Continuing with our `SBA` data example, let's gain some experience determining which data types to use to best represent the data that you are interested in storing. 

For example, if you wanted to understand the `monthly payment rates` of a `borrower`, it would be helpful to have the `loan amount` and `interest rate` represented as numeric values to aid in such a calculation.

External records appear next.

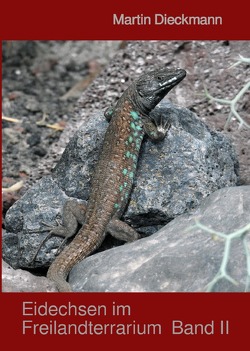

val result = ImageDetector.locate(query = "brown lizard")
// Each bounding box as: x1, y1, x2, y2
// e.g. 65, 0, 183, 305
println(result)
39, 67, 186, 291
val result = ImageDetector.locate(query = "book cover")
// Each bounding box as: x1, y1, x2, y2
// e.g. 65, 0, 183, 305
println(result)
0, 0, 250, 350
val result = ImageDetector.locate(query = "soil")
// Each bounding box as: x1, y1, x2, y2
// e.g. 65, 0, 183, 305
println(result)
2, 41, 250, 224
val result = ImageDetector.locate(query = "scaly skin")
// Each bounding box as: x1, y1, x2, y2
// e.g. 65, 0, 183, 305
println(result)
47, 68, 186, 291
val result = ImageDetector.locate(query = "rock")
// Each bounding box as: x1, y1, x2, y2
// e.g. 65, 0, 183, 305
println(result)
3, 102, 238, 268
69, 186, 250, 292
2, 261, 57, 292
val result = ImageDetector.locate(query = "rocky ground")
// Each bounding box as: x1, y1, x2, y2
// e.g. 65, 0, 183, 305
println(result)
2, 41, 250, 290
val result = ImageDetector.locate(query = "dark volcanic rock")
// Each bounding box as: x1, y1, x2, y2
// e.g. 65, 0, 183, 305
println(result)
69, 186, 250, 292
3, 102, 238, 268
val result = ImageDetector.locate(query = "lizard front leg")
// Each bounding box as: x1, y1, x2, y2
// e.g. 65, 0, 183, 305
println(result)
143, 113, 171, 141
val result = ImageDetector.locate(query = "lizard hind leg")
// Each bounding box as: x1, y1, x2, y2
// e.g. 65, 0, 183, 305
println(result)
32, 199, 86, 262
106, 218, 140, 242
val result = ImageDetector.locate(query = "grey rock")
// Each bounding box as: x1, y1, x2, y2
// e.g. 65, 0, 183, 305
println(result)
3, 102, 238, 268
69, 186, 250, 292
2, 261, 57, 292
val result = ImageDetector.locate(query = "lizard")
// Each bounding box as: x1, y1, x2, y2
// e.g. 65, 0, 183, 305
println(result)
39, 67, 186, 292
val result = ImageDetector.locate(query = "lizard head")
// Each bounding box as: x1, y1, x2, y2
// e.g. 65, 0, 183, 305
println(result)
135, 67, 186, 113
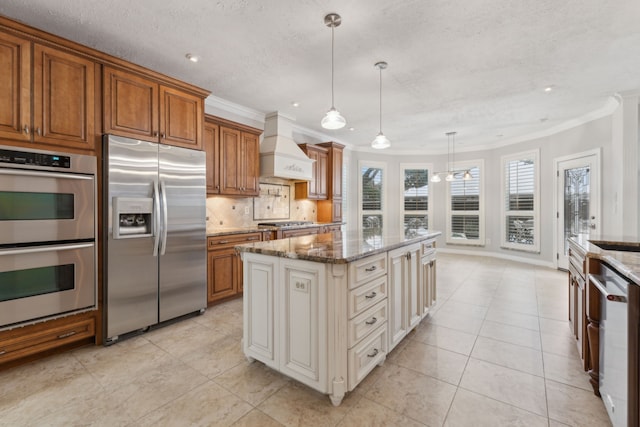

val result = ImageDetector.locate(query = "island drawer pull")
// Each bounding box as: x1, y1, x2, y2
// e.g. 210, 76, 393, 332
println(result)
58, 331, 77, 340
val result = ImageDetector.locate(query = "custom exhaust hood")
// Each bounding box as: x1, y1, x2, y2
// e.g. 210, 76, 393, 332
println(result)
260, 111, 314, 181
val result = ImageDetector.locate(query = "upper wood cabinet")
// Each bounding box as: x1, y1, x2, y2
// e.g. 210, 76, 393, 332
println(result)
295, 144, 329, 200
205, 116, 262, 197
103, 66, 204, 150
0, 33, 95, 150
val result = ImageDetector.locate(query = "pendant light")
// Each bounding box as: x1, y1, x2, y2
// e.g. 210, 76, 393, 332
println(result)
431, 132, 473, 182
320, 13, 347, 129
371, 61, 391, 150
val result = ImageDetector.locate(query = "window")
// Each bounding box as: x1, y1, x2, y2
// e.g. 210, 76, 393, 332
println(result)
501, 150, 540, 252
447, 160, 484, 245
400, 164, 431, 237
359, 162, 385, 234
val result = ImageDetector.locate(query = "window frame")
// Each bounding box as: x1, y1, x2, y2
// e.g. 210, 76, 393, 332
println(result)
398, 163, 437, 237
442, 159, 486, 246
500, 149, 540, 253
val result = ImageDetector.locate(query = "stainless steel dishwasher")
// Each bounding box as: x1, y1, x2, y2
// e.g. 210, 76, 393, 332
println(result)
589, 264, 629, 427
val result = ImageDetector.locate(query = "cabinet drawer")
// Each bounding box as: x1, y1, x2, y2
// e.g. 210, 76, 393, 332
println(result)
207, 232, 262, 251
349, 253, 387, 289
0, 317, 96, 363
349, 300, 387, 348
347, 325, 387, 390
348, 276, 387, 319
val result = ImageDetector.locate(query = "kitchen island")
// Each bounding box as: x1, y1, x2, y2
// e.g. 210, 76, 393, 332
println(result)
236, 229, 441, 406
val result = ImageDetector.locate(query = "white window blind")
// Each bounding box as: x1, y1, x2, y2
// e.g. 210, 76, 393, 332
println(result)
502, 151, 540, 251
447, 161, 484, 245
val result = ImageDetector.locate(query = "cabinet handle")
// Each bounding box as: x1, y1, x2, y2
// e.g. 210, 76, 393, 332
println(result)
58, 331, 76, 340
367, 348, 379, 357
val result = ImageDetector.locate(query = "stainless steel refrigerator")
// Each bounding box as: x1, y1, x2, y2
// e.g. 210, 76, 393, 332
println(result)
103, 135, 207, 344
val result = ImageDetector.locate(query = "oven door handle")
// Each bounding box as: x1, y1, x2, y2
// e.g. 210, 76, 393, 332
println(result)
153, 180, 160, 257
0, 169, 94, 180
589, 274, 627, 303
0, 242, 95, 256
160, 179, 169, 255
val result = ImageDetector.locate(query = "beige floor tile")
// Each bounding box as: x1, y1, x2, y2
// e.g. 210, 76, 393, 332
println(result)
479, 320, 542, 350
485, 307, 540, 331
215, 361, 289, 406
444, 389, 547, 427
460, 358, 547, 416
394, 341, 468, 385
258, 381, 362, 426
365, 366, 456, 426
546, 379, 611, 427
136, 381, 253, 427
471, 337, 544, 376
338, 397, 423, 427
232, 409, 284, 427
543, 353, 592, 390
413, 322, 476, 356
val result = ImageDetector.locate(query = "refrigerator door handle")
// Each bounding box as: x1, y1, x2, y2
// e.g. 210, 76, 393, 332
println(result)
153, 181, 160, 257
160, 179, 169, 255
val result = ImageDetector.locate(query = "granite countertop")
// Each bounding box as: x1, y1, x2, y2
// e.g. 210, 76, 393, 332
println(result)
571, 235, 640, 285
235, 230, 442, 264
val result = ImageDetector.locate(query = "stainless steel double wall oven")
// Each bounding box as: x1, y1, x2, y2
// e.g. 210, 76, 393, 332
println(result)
0, 146, 97, 329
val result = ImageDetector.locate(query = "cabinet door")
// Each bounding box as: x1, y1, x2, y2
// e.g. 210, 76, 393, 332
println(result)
160, 86, 204, 150
0, 33, 31, 141
202, 122, 220, 194
103, 67, 159, 142
220, 126, 242, 196
33, 44, 95, 150
241, 132, 260, 197
207, 248, 240, 304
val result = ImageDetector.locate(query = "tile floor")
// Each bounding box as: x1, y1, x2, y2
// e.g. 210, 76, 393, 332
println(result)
0, 254, 610, 427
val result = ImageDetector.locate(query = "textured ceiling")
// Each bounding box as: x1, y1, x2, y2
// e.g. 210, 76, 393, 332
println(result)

**`monthly payment rates`**

| id |
|:-|
|...|

**`borrower`**

| id |
|:-|
|...|

$\Rightarrow$ Your manager has asked you to create a new `loan` table that requires specifying the correct `data type` and properties to use for the table columns.

#### Instructions
- Complete the definition the `loan` table including an `approval_date` to represent the date when a loan is initially approved.
- Set the precision for the decimal-valued gross_approval column to allow loan amounts up to `$5,000,000`.
- Provide a data type to best represent the length (in months) for loan repayment using `term_in_months`.
- Define the data type for the column `revolver_status` to be represented by values of `true` and `false`.

**SOLUTION.**

            -- Create the loan table
            CREATE TABLE loan(
                            borrower_id INTEGER REFERENCES borrower(id),
                            bank_id INTEGER REFERENCES bank(id),
                            
                            -- 'approval_date': the loan approval date
                            approval_date DATE NOT NULL DEFAULT CURRENT_DATE,  
                            
                            -- 'gross_approval': amounts up to $5,000,000.00 (9 letters total with 2 after the float.point)
                            gross_approval DECIMAL(9, 2) NOT NULL, 
                            
                            -- 'term_in_months': total # of months for repayment
                            term_in_months SMALLINT NOT NULL, 
                            
                            -- 'revolver_status': TRUE for revolving line of credit
                            revolver_status BOOLEAN NOT NULL DEFAULT FALSE,  
                            
                            initial_interest_rate DECIMAL(4, 2) NOT NULL
                            );
                            
**Comment.** You just demonstrated your ability to specify `data types` and their properties for columns in a new database. Take note of how `decisions` for defining column `data types` are informed by careful evaluation of the `data` values which will be stored in each `column`.